Referent: Prof. Dr. Peter Wagner
Der Vortrag beschäftigt sich zunächst mit Mark Twains Adventures of Huckleberry Finn (1885) und geht dabei auf die Problematik des Romans ein, der im 20. Jahrhundert in den Kanon der amerikanischen Literatur aufgenommen wurde. Die kontroverse Rezeption des Buches ist auch deshalb von Interesse, weil es in den USA heute wieder im Zentrum der Aufarbeitung des Rassismus steht. Im Vortrag werden Antworten gesucht auf Fragen wie: Ist der Roman ein Kinderbuch oder Erwachsenenlektüre? Warum wurde er anfangs und heute wieder von Kritikern abgelehnt und aus Bibliotheken und Lektürekanons in Schulen und Unis verbannt? Was stört die Kritiker besonders an einem Buch, das ursprünglich gegen den Rassismus seiner Zeit gerichtet war? Was macht es letzten Endes zum Klassiker?

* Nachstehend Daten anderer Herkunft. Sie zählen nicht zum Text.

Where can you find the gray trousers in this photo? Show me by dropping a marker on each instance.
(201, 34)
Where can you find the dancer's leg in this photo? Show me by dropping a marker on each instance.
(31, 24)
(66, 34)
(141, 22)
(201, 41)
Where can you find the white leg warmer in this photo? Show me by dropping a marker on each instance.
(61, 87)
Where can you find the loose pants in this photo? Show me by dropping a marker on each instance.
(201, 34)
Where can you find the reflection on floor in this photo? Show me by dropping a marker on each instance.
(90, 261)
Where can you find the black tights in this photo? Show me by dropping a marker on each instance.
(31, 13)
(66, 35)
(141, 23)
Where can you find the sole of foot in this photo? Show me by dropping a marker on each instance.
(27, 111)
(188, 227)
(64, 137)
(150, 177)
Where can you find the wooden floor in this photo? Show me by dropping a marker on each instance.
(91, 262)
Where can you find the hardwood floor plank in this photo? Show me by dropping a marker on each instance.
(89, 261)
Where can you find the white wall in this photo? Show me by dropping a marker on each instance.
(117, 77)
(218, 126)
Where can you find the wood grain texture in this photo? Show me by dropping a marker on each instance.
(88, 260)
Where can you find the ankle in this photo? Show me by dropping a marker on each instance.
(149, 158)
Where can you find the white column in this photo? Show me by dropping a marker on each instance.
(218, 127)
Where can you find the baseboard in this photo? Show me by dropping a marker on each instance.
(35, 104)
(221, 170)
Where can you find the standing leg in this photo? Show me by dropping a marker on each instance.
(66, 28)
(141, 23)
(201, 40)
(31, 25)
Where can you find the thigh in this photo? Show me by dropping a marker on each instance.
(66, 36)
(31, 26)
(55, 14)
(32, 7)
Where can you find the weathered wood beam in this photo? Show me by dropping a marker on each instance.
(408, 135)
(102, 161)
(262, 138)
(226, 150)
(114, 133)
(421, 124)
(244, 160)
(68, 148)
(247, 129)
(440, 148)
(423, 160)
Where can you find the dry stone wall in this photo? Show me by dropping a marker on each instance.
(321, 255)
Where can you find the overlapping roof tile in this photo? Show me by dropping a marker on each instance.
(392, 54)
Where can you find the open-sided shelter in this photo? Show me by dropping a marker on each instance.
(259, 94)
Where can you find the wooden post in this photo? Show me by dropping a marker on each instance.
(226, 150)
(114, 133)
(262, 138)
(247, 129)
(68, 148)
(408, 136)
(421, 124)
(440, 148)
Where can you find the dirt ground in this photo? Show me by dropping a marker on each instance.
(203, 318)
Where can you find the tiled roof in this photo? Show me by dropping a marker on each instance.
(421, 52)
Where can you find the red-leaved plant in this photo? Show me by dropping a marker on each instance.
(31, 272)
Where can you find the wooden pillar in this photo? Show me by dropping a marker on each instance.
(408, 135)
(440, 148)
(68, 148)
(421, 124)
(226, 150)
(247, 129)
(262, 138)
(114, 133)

Im 2. Teil des Vortrags geht es um eine literarische Reaktion auf Twains Klassiker: Percival Everetts James (2024) greift die zentralen Anliegen des Romans wieder auf, spiegelt sie jedoch im Bewusstsein des Sklaven Jim und zeigt in der Adaptation, wie ein Afroamerikaner damals (als Erzähler) und heute (als Autor) auf offenen und latenten Rassismus reagiert. Dabei zeigt sich, wie wichtig Sprache (z.B. Ebonics) und nichtverbale Repräsentation (z.B. die Minstrel Show) sind. Als postmoderner/experimenteller Autor bietet Everett zugleich eine „Fortschreibung“ von Twains Roman, aber auch eine Kritik seiner Mängel vom Blickpunkt des Afroamerikaners.